– Спасибо за высокую оценку моих скромных стараний, – проговорил Петушок приподнято, словно готовясь начать тронную речь. И когда предчувствие неведомой инаугурации мгновенно охватило Петра каким-то бреющим, нежным испугом, Петушок прибавил по-простецки: – Это я не вам. Извините. Значит, рекомендации следующие. Сегодня лучше никуда не выходить. Через два часа здесь будет проходить процессия, и при таком скоплении народа очень легко кому-то попасться на глаза. Ну, кому-то нежелательному, я имею в виду, кому-то, кому вы ни при каких обстоятельствах не хотели бы на глаза попадаться.
– Процессия? – с тоской проговорил Пётр, и тоска была такая, знаете, трёхвершковая, как у любого, в принципе, кто выхватывает, наподобие спасительной соломинки, знакомо звучащее слово из разговора на незнакомом языке и пытается нерешительно, испуганно, словно плешивый холоп в барскую горницу, втиснуться с ним в чужую беседу. Вот и Пётр – удивленно и нерешительно протянул это слово на ладони, и у Петушка, как нам кажется, прямо душа ёкнула от жалости.
– Вы ничего не слышали? Дело в том, что под Челябинском убили Деда Мороза. Точнее, официальная версия настаивает на гибели вследствие падения метеорита33, но по некоторым сведениям имело место ритуальное убийство: некто проткнул ему сердце сосулькой. Быстро, надо сказать, проткнул, умело, я бы даже сказал, профессионально, так что дедушка и охнуть не успел. Ну вот, а похоронить он себя завещал, как известно, под Курганом, так что процессия будет довольно внушительная – с фанфарами, с плакальщиками, всё как положено.
Петушок вдумчиво посмотрел на Петра своими углубленными глазками, как бы фиксируя его место в мире, как бы не давая ему до поры до времени из этого мира сбежать. И Пётр понял взгляд Петушка так, как надо: он доверился ему и широко распростерся под ним во все стороны, чувствуя подмышками, крыльями, ребрами, что он под этим взглядом – сохраняется. Ну и пусть Дед Мороз, ну и ладно похороны, думала его голова сильно вдалеке и отдельно от его сердца, которое, вопреки всему, продолжало биться гладко, не спотыкаясь, действительно, посижу дома, понятное дело, не шляться же по улицам в такую суматоху. Петушок же тем самым временем вкрадчиво прокашлялся, поскольку знал, конечно, что вкрадчивость наиболее безболезненно освобождает от задумчивости, неуверенности, страха и прочих угрюмых приземлённостей.
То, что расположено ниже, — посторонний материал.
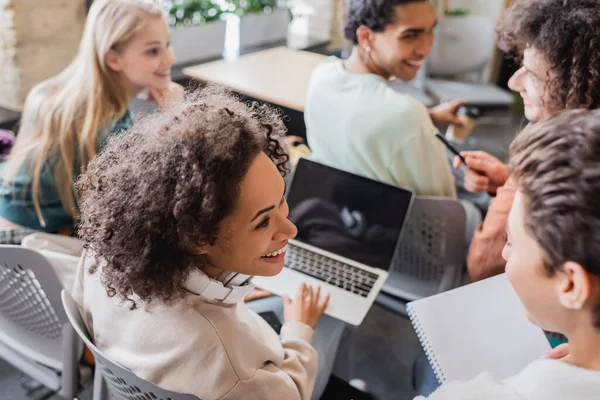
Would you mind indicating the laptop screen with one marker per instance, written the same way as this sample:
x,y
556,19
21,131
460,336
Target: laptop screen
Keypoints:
x,y
346,214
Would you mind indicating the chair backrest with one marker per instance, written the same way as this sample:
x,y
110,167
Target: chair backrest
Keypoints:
x,y
31,315
122,384
430,256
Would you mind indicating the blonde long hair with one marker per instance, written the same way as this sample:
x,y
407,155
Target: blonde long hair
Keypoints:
x,y
64,115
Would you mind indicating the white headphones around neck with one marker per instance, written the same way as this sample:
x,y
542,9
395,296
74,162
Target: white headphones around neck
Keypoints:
x,y
228,287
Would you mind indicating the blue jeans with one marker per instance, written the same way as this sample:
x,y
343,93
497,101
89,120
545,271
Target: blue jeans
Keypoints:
x,y
326,340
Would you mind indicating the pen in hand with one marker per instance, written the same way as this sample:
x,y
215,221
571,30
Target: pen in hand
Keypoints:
x,y
451,148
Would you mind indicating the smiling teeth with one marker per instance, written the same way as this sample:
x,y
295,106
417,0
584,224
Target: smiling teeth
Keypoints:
x,y
276,253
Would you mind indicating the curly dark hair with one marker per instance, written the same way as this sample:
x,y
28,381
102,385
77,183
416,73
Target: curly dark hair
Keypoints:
x,y
557,166
160,191
567,33
374,14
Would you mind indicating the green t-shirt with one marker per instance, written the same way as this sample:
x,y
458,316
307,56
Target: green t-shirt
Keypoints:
x,y
16,201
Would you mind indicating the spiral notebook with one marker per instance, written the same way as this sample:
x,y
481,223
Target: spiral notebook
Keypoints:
x,y
481,327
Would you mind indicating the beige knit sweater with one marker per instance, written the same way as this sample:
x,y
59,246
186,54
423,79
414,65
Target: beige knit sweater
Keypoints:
x,y
199,347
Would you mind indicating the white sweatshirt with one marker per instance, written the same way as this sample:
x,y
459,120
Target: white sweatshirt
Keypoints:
x,y
199,347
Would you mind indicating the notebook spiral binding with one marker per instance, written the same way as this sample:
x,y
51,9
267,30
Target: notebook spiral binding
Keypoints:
x,y
426,345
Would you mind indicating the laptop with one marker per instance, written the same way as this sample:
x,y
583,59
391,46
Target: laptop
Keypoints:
x,y
348,229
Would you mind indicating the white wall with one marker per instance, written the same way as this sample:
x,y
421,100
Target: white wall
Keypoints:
x,y
489,8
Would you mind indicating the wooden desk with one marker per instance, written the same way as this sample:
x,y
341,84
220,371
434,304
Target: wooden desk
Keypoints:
x,y
279,76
– Так вот, а вечером мы отведём вас в одно место, которое вполне себе безопасно, а сами попробуем всё-таки устроить здесь что-то наподобие… ну, засады, что ли… Так что ждите нас вечером и, умоляю, ничего не бойтесь. Ничего. Кстати, сирень вы несколько неверно расположили. Её надо перед окнами и дверьми выложить, а не над ними. Вы уж, будьте добры, переложите это. Ради вашего же блага.
– А волк сказал… – начал было Пётр, но Петушок посмотрел на него так благостно и жалостливо, с таким сладким сочувствием, что Пётр сглотнул перемешанные с воздухом слова и начал как бы ненароком, но заинтересованно смотреть то в этот угол дома, то в тот, пока Петушок проговаривал ему с разжёвывающей интонацией, как больному сталенькому дедуске:
– Путает по жизни зубастая головка, очень много путает.
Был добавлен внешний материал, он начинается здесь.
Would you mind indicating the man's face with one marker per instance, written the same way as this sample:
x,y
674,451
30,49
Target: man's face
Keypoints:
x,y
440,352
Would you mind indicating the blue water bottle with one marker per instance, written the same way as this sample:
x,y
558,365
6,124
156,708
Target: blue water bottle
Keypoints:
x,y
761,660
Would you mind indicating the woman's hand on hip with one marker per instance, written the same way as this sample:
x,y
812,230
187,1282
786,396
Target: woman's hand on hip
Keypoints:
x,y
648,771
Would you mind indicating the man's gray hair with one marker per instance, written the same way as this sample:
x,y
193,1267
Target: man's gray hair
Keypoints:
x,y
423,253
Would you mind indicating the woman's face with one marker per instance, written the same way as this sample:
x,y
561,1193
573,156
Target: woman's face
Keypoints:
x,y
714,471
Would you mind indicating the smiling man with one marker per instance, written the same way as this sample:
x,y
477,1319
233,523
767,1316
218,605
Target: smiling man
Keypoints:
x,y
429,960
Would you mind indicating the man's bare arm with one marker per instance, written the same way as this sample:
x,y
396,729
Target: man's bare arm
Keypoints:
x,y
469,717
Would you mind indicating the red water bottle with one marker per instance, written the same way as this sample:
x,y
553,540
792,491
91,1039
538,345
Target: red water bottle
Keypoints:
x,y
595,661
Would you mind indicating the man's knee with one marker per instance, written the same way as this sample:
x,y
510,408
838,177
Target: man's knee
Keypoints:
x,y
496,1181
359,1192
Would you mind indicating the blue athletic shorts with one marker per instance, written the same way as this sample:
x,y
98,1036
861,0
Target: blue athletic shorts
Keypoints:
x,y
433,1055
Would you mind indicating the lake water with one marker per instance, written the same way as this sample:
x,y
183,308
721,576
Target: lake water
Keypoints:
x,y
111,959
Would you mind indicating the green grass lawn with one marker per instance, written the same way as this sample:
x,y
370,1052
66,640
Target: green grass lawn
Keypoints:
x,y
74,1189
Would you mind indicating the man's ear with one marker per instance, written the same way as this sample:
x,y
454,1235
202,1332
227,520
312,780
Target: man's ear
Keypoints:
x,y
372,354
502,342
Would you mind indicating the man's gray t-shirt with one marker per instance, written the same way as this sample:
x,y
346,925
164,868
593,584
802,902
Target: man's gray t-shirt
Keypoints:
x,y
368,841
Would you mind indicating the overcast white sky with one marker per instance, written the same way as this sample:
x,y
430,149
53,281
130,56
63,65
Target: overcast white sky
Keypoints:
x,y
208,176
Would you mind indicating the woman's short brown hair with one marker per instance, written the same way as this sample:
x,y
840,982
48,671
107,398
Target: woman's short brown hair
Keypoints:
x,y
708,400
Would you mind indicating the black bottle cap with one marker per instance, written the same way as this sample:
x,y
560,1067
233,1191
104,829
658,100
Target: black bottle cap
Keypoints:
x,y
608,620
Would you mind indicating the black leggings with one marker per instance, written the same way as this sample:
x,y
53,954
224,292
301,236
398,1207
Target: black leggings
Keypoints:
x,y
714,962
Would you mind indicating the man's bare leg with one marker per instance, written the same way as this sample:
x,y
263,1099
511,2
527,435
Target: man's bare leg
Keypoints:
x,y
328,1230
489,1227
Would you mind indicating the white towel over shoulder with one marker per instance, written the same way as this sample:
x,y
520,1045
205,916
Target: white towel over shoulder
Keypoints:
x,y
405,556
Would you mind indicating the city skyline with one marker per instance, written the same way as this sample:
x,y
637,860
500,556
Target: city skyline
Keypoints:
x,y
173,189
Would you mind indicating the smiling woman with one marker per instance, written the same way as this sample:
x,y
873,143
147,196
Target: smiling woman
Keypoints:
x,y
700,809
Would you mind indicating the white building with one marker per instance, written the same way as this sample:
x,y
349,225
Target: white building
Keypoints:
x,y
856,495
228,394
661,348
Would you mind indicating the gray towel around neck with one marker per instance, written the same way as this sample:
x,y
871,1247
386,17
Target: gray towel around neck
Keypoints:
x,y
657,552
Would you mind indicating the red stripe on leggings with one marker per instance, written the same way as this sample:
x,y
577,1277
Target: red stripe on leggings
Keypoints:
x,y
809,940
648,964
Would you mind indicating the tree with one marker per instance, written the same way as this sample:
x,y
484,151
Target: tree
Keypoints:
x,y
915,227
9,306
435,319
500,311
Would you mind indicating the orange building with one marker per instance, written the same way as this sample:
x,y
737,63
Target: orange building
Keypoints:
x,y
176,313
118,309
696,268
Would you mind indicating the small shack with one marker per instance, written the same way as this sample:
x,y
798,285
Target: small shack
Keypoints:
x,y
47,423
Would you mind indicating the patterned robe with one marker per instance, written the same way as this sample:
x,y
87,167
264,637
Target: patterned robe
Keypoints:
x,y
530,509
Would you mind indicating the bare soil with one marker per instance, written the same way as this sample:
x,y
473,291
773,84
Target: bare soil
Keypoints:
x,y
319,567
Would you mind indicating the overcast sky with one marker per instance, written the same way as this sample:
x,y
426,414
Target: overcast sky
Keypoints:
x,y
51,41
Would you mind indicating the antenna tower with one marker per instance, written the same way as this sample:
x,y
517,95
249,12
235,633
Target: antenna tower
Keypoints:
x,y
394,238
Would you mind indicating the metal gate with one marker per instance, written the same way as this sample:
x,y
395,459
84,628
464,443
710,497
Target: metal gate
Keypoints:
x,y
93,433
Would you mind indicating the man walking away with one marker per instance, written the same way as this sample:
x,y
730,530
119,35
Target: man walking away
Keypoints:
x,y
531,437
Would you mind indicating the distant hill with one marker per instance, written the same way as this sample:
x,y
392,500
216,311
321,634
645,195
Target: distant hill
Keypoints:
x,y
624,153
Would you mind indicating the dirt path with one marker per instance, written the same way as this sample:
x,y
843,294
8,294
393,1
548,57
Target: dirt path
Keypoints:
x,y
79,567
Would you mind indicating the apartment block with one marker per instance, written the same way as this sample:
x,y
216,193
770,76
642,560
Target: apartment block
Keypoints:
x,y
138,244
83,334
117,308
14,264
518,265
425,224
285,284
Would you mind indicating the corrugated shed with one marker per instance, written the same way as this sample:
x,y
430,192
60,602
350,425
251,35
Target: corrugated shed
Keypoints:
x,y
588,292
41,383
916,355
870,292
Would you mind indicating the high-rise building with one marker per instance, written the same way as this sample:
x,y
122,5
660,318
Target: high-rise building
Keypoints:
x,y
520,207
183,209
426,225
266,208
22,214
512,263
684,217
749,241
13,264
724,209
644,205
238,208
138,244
– Всё будет хорошо, – прибавил он шёпотом, который при таких обстоятельствах просто не мог не быть жарким, и нежно похлопал по руке Петра пружинистым крылом.
И то место на руке у Петра, к которому прикоснулось пружинистое крыло, ещё долго было шёлковым, шелковисто-уютным, по-особенному ворсистым. У задумавшегося Петра, который с видом и манерами покойника бездумно смотрел в окно, вторая рука время от времени сама тянулась к этому островку мерцающего света, и Пётр почти ощущал кончиками пальцев его летучее, совсем ультрафиолетовое тепло, в чём, несомненно, была определённая положительная динамика по сравнению с предыдущими неделями и днями, когда он, заставив себя не думать, начал учиться вдобавок и не чувствовать, чтобы хоть таким образом сохранить частичку себя, пусть даже спрятав её в безмыслии, бесчувствии или попросту в небытии.